Das Beste aus zwei Welten
Chemischer Pflanzenschutz plus Biologicals: Das íst die neue Zauberformel in der Agrarchemie. UPL präsentiert jetzt ein Produkt, das Erträge und Eiweißgehalte bei Dürre und in Roten Gebieten stimulieren soll.
Immer weniger Zulassungen, immer mehr Verbote: Da würde man auf den chemischen Pflanzenschutz doch keinen Cent mehr wetten!? Vor diesem Hintergrund erscheint es umso bemerkenswerter, wenn auch und gerade in Deutschland Anbieter mit ambitionierten Zielen und neuen Ansätzen auftauchen. Wie jetzt UPL. Die Firma mit indischen Wurzeln ist schon seit 1976 im Agrarchemiegeschäft unterwegs, hat aber in Europa erst in den letzten Jahren ein rasantes Wachstum hingelegt. Dazu trugen auch Übernahmen wie von Arysta (mit „Biosolutions“) oder Advanta (Saatgut) bei. Mit einem weltweiten Umsatz von 6 Mrd. US-$ und 10.000 Mitarbeitern sieht sich UPL heute mit einem Anteil von 8% als die Nummer 5 im Agrarchemiegeschäft und als Weltmarktführer bei Biologicals. 2008 hatte der Umsatz noch unter 1 Mrd. US-$ gelegen.
Das Geschäft in Deutschland ist noch überschaubar. Schwerpunkte waren bisher Rübenherbizide (37% der Umsätze) und Herbstherbizide für Getreide (22%). Erst in den nächsten Jahren sollen mehr Fungizide hinzukommen. Damit wird man auch in Zukunft Landwirte nicht gerade zu Begeisterungsstürmen hinreißen. Interessanter ist da schon der Ansatz, chemische und biologische Lösungen neu zu kombinieren.

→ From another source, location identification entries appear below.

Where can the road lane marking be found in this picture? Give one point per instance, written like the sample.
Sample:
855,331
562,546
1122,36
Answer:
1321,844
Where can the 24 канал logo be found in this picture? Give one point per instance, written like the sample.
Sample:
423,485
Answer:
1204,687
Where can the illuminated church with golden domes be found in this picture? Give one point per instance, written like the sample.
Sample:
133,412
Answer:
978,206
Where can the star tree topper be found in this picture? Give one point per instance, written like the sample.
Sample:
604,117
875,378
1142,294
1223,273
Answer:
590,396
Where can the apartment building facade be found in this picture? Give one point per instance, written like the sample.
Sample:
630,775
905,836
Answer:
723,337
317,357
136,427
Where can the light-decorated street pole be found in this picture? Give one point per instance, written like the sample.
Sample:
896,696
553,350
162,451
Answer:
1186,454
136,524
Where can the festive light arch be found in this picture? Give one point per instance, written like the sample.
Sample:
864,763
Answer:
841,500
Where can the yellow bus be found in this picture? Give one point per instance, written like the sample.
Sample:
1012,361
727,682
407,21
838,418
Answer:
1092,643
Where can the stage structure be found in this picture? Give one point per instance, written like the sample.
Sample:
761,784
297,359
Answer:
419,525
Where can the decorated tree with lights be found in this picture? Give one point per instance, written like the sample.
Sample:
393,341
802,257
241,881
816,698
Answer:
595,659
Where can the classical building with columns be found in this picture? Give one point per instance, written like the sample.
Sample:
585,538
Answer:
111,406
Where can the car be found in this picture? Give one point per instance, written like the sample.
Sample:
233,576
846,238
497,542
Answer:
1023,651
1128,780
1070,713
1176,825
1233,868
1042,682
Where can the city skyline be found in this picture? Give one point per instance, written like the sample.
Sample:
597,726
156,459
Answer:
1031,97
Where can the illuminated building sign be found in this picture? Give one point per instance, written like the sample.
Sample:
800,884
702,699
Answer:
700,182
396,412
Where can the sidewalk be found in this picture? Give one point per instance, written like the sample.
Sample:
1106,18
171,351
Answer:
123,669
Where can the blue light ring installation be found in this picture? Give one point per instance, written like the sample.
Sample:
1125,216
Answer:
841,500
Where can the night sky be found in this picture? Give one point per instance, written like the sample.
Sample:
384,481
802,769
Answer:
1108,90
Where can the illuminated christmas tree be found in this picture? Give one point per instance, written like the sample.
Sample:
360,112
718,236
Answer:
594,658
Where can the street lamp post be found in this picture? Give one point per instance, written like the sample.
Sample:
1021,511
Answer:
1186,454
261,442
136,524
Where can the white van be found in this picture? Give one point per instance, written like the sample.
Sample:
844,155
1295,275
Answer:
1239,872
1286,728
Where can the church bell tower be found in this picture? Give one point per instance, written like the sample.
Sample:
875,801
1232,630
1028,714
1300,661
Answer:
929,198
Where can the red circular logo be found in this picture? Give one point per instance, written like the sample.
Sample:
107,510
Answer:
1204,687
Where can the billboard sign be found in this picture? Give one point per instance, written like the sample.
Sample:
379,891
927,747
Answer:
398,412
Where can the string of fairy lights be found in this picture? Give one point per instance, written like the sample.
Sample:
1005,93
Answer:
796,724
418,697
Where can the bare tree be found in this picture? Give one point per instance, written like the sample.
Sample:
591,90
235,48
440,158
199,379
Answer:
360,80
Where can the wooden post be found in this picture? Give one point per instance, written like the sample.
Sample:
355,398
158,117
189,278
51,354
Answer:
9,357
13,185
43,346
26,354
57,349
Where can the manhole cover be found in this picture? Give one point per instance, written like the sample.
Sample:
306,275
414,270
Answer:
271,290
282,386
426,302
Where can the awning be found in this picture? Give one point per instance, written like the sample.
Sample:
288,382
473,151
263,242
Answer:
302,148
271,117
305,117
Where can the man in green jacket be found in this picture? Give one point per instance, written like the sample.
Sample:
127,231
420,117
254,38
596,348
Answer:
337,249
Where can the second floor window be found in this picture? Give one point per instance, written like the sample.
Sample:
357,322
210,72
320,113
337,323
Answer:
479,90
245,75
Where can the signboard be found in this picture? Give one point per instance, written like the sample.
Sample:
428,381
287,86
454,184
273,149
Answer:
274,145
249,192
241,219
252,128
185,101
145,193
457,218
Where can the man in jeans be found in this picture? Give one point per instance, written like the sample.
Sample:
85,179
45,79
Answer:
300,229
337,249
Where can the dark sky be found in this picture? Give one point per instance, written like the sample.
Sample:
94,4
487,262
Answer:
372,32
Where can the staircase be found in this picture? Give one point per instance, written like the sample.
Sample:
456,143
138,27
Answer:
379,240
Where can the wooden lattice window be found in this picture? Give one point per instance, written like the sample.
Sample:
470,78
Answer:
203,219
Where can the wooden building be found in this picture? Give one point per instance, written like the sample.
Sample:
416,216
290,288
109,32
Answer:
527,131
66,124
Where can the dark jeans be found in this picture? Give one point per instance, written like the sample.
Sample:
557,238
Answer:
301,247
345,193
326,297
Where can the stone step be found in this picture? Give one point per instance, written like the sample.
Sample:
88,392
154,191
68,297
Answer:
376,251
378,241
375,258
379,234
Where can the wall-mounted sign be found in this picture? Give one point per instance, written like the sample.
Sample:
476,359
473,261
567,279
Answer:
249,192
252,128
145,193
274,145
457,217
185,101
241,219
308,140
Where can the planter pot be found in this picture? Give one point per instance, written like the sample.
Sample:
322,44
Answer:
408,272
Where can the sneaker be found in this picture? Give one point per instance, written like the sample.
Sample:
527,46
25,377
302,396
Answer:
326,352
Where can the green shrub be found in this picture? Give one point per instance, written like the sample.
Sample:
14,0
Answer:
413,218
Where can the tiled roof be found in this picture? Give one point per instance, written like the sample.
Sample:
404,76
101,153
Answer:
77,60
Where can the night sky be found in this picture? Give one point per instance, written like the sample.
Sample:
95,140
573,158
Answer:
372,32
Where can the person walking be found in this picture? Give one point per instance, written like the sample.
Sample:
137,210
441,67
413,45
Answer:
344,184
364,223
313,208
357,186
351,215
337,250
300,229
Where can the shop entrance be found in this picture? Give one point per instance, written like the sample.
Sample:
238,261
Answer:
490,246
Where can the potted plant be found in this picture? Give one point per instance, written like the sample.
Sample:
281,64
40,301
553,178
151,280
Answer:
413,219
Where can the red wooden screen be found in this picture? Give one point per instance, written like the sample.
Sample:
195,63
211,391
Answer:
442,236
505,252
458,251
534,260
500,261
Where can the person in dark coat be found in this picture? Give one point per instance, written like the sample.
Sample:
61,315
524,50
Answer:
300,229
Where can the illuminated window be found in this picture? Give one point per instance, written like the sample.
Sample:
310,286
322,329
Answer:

Ein Beispiel dafür ist die Kombination eines Schwefelpräparates mit Prothioconazol. Der Kontaktwirkstoff Schwefel mit seiner Ramularia-Nebenwirkung könnte das systemische Azol entlasten und Resistenzbildungen verlangsamen, so die Idee. Noch interessanter allerdings ist ein mit Spurennährstoffen angereichertes Aminosäure-Präparat, das die Chlorophyllbildung stimulieren und als Antioxidans Pflanzen vor Stress schützen soll.
Vor allem im Zusammenhang mit der Ährenspritzug von Getreide könne „Ary-Amin C“ erfolgreich sein. Wenn Hitze das Wachstum hemmt und Dürre die Nachlieferung von Nährstoffen stocken lässt. Oder diese in Roten Gebieten gar nicht mehr gedüngt werden können und sich dennoch der Eiweißgehalt über die kritische Schwelle von 12% heben lässt. Gerade der Sommer 2022 hat Versuchsergebnisse präsentiert, die den UPL-Leuten durchaus Mut machen. Bei einer empfohlenen Aufwandmenge von 3 l/ha kann man wohl von einem Preis von rund 25 €/ha für das ab 2023 verfügbare Produkt ausgehen. Und sich damit leicht ausrechnen, welches Ertragsplus dafür nötig ist. In Kombination mit der Ährenspritzung 1 dt/ha – wenn die Ährenspritzung unter den Bedingungen., die das Biological erst sinnvoll machen, überhaupt nötig ist.
Mit solchen „Wenns“ sind wir bei einem Grundproblem aller Biologicals angelangt. Man kann von ihnen nämlich nicht die Wirkungssicherheit eines chemischen Pflanzenschutzmittels erwarten. Solche Mittel erfordern ein Umdenken, erfordern die Bereitschaft, auch mal ins Risiko zu gehen. Misstrauen nicht nur unter Landwirten, sondern auch in der Beratung ist durchaus verbreitet, wozu auch die vielen in der Branche „snake oils“ (also Produkte mit fragwürdiger Wirksamkeit) beitragen. Biologische Lösungen dürften also wohl nicht „von oben“ empfohlen wie bisher die chemischen Pflanzenschutzmittel vom amtlichen Dienst, sondern eher „von unten“ bei einzelnen Landwirten oder in Beratungsringen von unten entwickelt werden. Wobei es dabei durchaus „zwei Schritte vor, einen zurück“ geben kann. Sich in zwei Welten zu bewegen, ist vielleicht die Zukunft. Aber sie erfordert zunächst Geduld und Kompromissbereitschaft.